Similar to the previous study, we found that pupil size was significantly decreased under scotopic conditions up to 8 h after brimonidine tartrate 0.15% instillation. One of the most interesting results in the present study was a significant miosis continued for at least 6 h in untreated eyes. On the contrary, Gerente et al. [3] reported that miotic effect of brimonidine tartrate 0.15% in untreated eye only until 4 h from its instillation. We believe that, the miosis effect on the untreated eye may be related to systemic or nonsystemic absorption. In a way that supports our thinking a previous experimental rabbit study founded that brimonidine tartarate 0.2% was applied in one eye significant levels of the labelled drug were found in both optic nerves and tracts and olfactory bulb, with low drug levels in blood. The authors proposed that central nervous system (CNS) side effects of topical brimonidine may be due to absorption from a nonsystemic route to the CNS [18].

In the present study, there was no significant change in upper eyelid position, before and after instillation both in brimonidine and control eyes. This study is the first to evaluate the effect of brimonidine tartrate 0.15% on the upper eyelid position. Mendonça et al. [13] reported that after instillation of brimonidine 0.2%, there was no significant change in upper eyelid position. Although we used the 0.15% concentration of brimonidine, our results are consistent with these of Mendonça et al.

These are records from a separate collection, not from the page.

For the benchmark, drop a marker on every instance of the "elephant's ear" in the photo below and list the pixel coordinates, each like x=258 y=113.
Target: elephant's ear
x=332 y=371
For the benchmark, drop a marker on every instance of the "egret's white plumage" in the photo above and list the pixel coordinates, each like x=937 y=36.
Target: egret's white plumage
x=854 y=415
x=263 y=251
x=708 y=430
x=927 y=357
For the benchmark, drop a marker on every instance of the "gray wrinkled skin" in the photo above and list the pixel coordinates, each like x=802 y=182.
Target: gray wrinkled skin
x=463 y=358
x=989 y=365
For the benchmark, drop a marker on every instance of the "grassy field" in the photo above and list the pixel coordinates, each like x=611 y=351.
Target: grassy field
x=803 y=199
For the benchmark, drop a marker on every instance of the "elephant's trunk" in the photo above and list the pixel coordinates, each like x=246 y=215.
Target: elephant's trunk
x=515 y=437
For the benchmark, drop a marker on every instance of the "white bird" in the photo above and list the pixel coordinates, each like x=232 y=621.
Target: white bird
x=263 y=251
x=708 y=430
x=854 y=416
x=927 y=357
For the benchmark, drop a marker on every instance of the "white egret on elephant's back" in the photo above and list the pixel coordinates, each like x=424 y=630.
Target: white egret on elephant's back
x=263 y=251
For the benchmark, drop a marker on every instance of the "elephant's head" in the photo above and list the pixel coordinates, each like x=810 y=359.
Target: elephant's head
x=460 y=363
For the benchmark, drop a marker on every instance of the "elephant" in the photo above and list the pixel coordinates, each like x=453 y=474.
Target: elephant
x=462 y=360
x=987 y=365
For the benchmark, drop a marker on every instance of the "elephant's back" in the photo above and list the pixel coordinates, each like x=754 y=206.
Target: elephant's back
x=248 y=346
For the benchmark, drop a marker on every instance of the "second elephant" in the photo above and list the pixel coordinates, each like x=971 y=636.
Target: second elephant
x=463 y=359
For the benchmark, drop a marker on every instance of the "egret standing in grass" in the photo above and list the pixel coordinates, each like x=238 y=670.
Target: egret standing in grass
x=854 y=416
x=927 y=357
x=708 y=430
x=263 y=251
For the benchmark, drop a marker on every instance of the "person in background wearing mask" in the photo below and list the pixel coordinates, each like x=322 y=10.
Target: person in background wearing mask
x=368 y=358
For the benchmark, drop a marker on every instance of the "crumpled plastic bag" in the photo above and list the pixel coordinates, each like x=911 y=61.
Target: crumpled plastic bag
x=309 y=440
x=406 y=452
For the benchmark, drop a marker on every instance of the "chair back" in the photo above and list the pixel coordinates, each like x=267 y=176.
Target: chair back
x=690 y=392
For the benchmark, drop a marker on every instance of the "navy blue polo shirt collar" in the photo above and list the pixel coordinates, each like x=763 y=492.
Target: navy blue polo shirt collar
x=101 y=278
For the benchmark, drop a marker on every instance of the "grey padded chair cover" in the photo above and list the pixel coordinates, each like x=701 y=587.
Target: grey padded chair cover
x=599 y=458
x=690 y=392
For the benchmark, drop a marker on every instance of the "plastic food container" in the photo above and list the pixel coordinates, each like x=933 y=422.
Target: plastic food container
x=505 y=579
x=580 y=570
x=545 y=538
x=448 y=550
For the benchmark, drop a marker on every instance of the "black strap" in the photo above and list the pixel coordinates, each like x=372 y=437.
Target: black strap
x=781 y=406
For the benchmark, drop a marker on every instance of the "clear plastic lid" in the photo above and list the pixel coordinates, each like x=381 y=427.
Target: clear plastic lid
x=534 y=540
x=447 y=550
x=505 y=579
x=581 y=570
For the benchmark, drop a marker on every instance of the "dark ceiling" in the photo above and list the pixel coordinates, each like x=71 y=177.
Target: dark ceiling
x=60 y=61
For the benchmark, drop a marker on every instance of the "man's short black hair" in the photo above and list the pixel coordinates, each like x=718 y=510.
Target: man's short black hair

Many previous studies showed that, apraclonidine (1% or 0.5%), phenylephrine (2.5% or 10%) and naphazoline 0.05% elevated the upper eyelid. A study reported that brimonidine 0.2% and phenylephrine 0.12% had no effect on upper eyelid position [13, 19, 20]. These results show that elevation of the upper eyelid may be primarily related to drug concentration. Brimonidine at the of 0.15% concentration, which is effective in decreasing intraocular pressure, may not be enough for stimulation of the Muller muscle. Yazici and Beden [20] suggested that the α-2 receptors may not play as significant a role in elevating the upper eyelid as do α-1 receptors, and the elevating effect apraclonidine may be due to its weak α-1 activity.

In our study, we instilled one drop in the inferior fornix. As another possibility we think that, if two or more drops was instilled in the upper fornix while the patient’s head was tilted backward, this may have a significant effect on the upper eyelid position.

There are some limitations to our study. First, the upper eyelid position measurements were made by simple technique used a millimetre ruler. Second, the sample size was relatively small. Another limitation in our study, the effect of brimonidine on pupil size in light and dark eyes was not evaluated.

In conclusion, this study demonstrated that brimonidine tartrate 0.15% has no effect in increasing the upper eyelid position. However, brimonidine tartrate 0.15% had a significant effect in reduction pupil size under scotopic conditions up to 8 h. Therefore, it may be effective for the reduction of night-vision disturbances after laser refractive and premium intraocular lens surgery.

Summary

What was known before

  • Brimonidine tartrate 0.15% decreases pupil size in the dark and therefore useful in decreasing night vision difficulties.

What this study adds

  • Brimonidine tartrate 0.15% decreases pupil size without changing the upper eyelid position, thereby reducing night-vision disturbances after laser refractive and premium intraocular lens surgery.